I spent Saturday day and night with the herders. The head herder, Nduwani, met me at 6:30 AM and we walked 2 kilometers to the kraal through the bush during a spectacular sunrise. How great is this, up with the sun, trailing the lead herder and his two dogs walking through African savanna to the corral of 500 cattle and goats.
Along the way, he stops, thinks, and then leaves the main path, cutting through grass on what appears to be an animal route. He stops again and picks up some dried dung. “Giraffe”, he says, with a smile that reveals many missing teeth and a girth of life appreciation as wide as Africa is ancient – the low orange sunlight dancing on his face.
In a bit we come to a clearing on a high point, and laying before is us Eden, Shangri-la, Valley of the Gods, just a spectacular view of the vlei, the mountains in the background, and the mixture of golden grass and green trees. I can’t see the river, but I can tell where it is. Somewhere out there the cattle are moving in a tight group, churning soil, ruminating on grass, and recycling water and nutrients. They are the controlled facsimile for the abundant wild herds that use to trample through here in profound numbers – always in a pack, always impacting according to rule of coevolution, and always, always, moving on. Never idling. Never overgrazing. Making soil, and, in the process, grabbing carbon by the mouthful.
By the time we get to the kraal the animals are already out. We were a bit late, but the herders knew what to do. The release of the animals from the kraal is something of a sacred ritual. It is done in complete silence as the herders are quietly counting every animal…495. There are two herders on the inside and two on the outside. The release takes about 15 minutes, and is done without a word uttered. Of course this counting is done entirely in their heads. There is no hand held clicker.
Slowly the animals channel out, in a natural flow, like new water on warm sand. They are not hurried or impeded. Sometimes they leave through the opening in the booma sheeting two or three at a time. Without interruption the herders silently count. This is a feat of cognitive magic I can’t fathom, akin, perhaps, to card counters in Las Vegas. Do not disturb them.
Herding is hard work. The morass of 500 animals is like an acre of jello. It sticks together, but also oozes apart. Individuals will always breakaway to seek fresh grass. There are only four herders at a time, plus Nduwani, to keep this gelatinous assemblage together, and slowly, ever so slowly, moving in the desired direction, at the desired density. The livestock eat and walk. Eat and walk. Eat and walk. Grabbing the tops of plants with their massive tongues, and moving on. By mid day it is extremely hot, but there is no break for lunch. Nduwani had an apple and and orange only because I gave him mine.

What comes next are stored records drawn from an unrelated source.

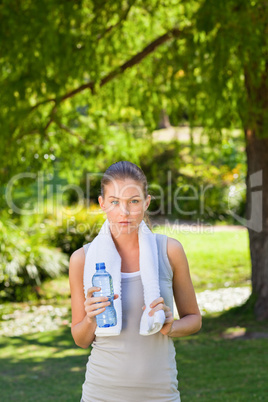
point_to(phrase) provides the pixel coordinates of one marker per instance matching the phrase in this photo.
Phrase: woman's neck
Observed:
(126, 241)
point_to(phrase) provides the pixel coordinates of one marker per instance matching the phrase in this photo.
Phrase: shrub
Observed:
(25, 261)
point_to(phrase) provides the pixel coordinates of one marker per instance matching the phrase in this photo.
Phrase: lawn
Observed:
(48, 366)
(217, 259)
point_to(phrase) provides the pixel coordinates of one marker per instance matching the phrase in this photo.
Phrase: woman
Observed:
(130, 367)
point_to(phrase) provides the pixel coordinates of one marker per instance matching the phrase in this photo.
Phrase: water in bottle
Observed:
(103, 280)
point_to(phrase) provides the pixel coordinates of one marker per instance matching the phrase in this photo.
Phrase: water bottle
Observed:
(102, 279)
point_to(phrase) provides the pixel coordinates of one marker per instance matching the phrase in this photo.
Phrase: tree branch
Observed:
(130, 63)
(174, 33)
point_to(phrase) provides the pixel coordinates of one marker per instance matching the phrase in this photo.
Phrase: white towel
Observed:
(102, 249)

The grazing plan calls for them to be in this area for four days, and not a minute more. They amble through thickets, vleis, and across the riparian areas, trampling seven foot high grass and drinking as they go. The embankments are pristine – because of the planned grazing. Reeds and grass now grow right to the edges. Erosion on this land has been reversed, and the rivers run longer into the dry season. Unlike conventional grazing that is deleterious, this is the stomach that heals.
At one point Nduwani points to a field of grass and says, “This used to be bare. Bare. Bad ground”, waving his hand over an area, the boundaries of which he can discern, but I can’t, while the dogs follow his hand gestures, as if he’s talking to them. Bending down he pushes some grass apart and then grabs dark dirt from the base of the plants. “Now. Good soil”, he says, “Good soil”.
That night I sit with herders around the fire. They are Soccer, Unit and Artwain. Yes, those are their names. Knowledge and Abednicho have left for the night to attend a football (soccer) match. I have also met locals with names like Innocent, Patience, Courage, and January.
Other than the leader, Nduwani, the rest are young men, almost boys (plus one woman – who stayed with the camp). They speak almost no English, but of course, more so than I speak Ndebele (although what I do know is appreciated, if not at least a source of amusement). They have almost no possessions. If I can give them a hat or a long sleeve shirt, it is sincerely accepted. As temperatures plunge, we sit by the fire and attempt conversation, which is good natured and full of both laughter and long pauses of bewilderment. The fire (umlilo) sends out arms of warmth while they eat a typical dinner of sadza and fried fish. Above, the stars blaze and from the woods we hear a distinct call. “What is that”, I inquire. “Wild dogs”, they reply, without hesitation.